Define $$F(s) = \sum_{n=1}^\infty \frac{\mu^2(n)}{n^s}$$ where $s \in \mathbb{C}.$
Verify that "If $k$ is a constant and $g : \mathbb{N} \rightarrow \mathbb{C}$ with $g(n) = O_\delta(n^{\delta + k})$ for any $\delta > 0$, then the abscissa of absolute convergence, $\sigma_2(G)$, for $$G(s) = \sum_{n=1}^\infty \frac{g(n)}{n^s}$$ satisfies $\sigma_2(G) \leq k+1.$"
Then use the statement to show that $\sigma_1(F) = \sigma_2(F) =1.$
Note : Let $H(s)$ denote the Dirichlet series, then $$\sigma_1(H) = \inf\{\sigma \in \mathbb{R} : H(\sigma) \ \mbox{converges}\},$$ $$\sigma_2(H) = \inf\{\sigma \in \mathbb{R} : H(\sigma) \ \mbox{converges absolutely}\}.$$
$\textbf{Proof}$ Fix $\delta > 0$, then there exists $n(\delta)$ and a constant $c(\delta)$ such that $$|g(n)| \leq c(\delta)n^{k + \delta}$$ for any $n \geq n(\delta).$ So $$\sum_{n=n(\delta)}^\infty \frac{|g(n)|}{n^\sigma} \leq c(\delta) \sum_{n \geq n(\delta)}\frac{1}{n^{\sigma - k - \delta}}.$$ The last summation will be convergent if and only if $$\sigma > k + \delta + 1.$$ By definition, $$\sigma_2(G) \leq k + \delta + 1$$ for any $\delta > 0$.
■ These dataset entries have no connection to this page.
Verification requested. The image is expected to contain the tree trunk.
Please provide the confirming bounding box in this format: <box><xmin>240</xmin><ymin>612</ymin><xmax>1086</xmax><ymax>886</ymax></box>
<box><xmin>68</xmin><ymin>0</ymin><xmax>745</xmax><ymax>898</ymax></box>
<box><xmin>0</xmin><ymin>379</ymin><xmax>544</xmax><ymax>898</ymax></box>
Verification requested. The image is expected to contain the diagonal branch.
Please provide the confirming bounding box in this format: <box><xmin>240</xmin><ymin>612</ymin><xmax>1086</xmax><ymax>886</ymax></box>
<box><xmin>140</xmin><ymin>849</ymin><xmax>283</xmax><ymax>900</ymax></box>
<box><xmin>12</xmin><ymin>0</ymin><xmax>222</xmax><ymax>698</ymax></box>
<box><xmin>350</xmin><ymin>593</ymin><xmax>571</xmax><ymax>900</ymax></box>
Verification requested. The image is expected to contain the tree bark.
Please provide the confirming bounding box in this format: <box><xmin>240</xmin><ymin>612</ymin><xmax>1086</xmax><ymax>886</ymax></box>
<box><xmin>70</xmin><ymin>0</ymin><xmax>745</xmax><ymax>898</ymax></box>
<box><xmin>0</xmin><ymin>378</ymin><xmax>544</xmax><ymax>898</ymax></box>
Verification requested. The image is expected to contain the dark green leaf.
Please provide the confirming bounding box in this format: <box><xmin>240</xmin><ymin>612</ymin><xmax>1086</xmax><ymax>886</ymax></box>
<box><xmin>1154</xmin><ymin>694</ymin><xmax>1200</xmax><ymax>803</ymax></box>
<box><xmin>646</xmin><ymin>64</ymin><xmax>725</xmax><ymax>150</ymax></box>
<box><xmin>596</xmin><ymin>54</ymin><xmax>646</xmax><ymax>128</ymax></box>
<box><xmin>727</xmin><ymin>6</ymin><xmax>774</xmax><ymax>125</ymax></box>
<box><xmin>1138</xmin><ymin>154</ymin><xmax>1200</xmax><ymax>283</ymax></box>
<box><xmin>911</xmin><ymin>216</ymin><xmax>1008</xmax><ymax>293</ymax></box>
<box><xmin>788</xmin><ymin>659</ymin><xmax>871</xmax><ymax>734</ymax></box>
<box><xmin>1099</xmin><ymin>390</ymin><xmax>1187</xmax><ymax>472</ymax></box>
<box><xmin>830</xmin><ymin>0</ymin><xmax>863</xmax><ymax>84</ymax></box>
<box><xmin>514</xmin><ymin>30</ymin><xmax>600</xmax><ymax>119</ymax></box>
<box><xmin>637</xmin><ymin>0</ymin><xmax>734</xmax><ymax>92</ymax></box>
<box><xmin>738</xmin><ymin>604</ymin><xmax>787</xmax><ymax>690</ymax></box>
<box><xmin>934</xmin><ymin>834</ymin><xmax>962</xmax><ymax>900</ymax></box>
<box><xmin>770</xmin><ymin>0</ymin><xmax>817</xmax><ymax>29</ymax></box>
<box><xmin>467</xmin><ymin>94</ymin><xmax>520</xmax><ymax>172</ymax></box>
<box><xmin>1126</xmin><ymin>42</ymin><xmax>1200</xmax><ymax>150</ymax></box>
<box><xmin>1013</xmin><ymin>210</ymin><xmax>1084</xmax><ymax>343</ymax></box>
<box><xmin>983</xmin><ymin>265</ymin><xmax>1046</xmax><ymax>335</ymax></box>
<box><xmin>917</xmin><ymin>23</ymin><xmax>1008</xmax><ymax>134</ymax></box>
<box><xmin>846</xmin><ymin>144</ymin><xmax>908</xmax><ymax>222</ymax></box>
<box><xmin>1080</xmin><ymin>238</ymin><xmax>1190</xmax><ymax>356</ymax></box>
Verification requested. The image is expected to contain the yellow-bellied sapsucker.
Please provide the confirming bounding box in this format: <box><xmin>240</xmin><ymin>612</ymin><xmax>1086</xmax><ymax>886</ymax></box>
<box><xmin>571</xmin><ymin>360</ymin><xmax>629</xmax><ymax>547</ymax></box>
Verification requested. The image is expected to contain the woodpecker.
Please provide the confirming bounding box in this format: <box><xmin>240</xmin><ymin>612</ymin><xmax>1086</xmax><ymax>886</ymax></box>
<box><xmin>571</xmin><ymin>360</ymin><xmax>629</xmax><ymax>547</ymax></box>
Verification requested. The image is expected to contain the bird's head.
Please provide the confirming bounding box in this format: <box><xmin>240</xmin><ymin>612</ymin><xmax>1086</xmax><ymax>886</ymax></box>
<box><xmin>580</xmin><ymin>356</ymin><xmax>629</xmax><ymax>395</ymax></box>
Therefore $\sigma_2(G) \leq k+1$
$\textbf{Is my proof correct ?}$
$\textbf{Proof}$ Since $\frac{\mu^2(n)}{n^\sigma} \geq 0$ for any $\sigma \in \mathbb{R}$, $\sigma_1(F) = \sigma_2(F).$ Since $n^x$ is an incresing function and $n^x \rightarrow 1$ as $x \rightarrow 0$, $$\mu^2(n) = O_\delta(n^\delta)$$ for any $\delta > 0.$ Then $\sigma_2(F) \leq 1$. Since $$\sum_{p \ \mbox{prime}}\frac{1}{p} \leq F(1)$$ and $\sum_{p \ \mbox{prime}}\frac{1}{p}$ diverges, $\sigma_2(F) \geq 1.$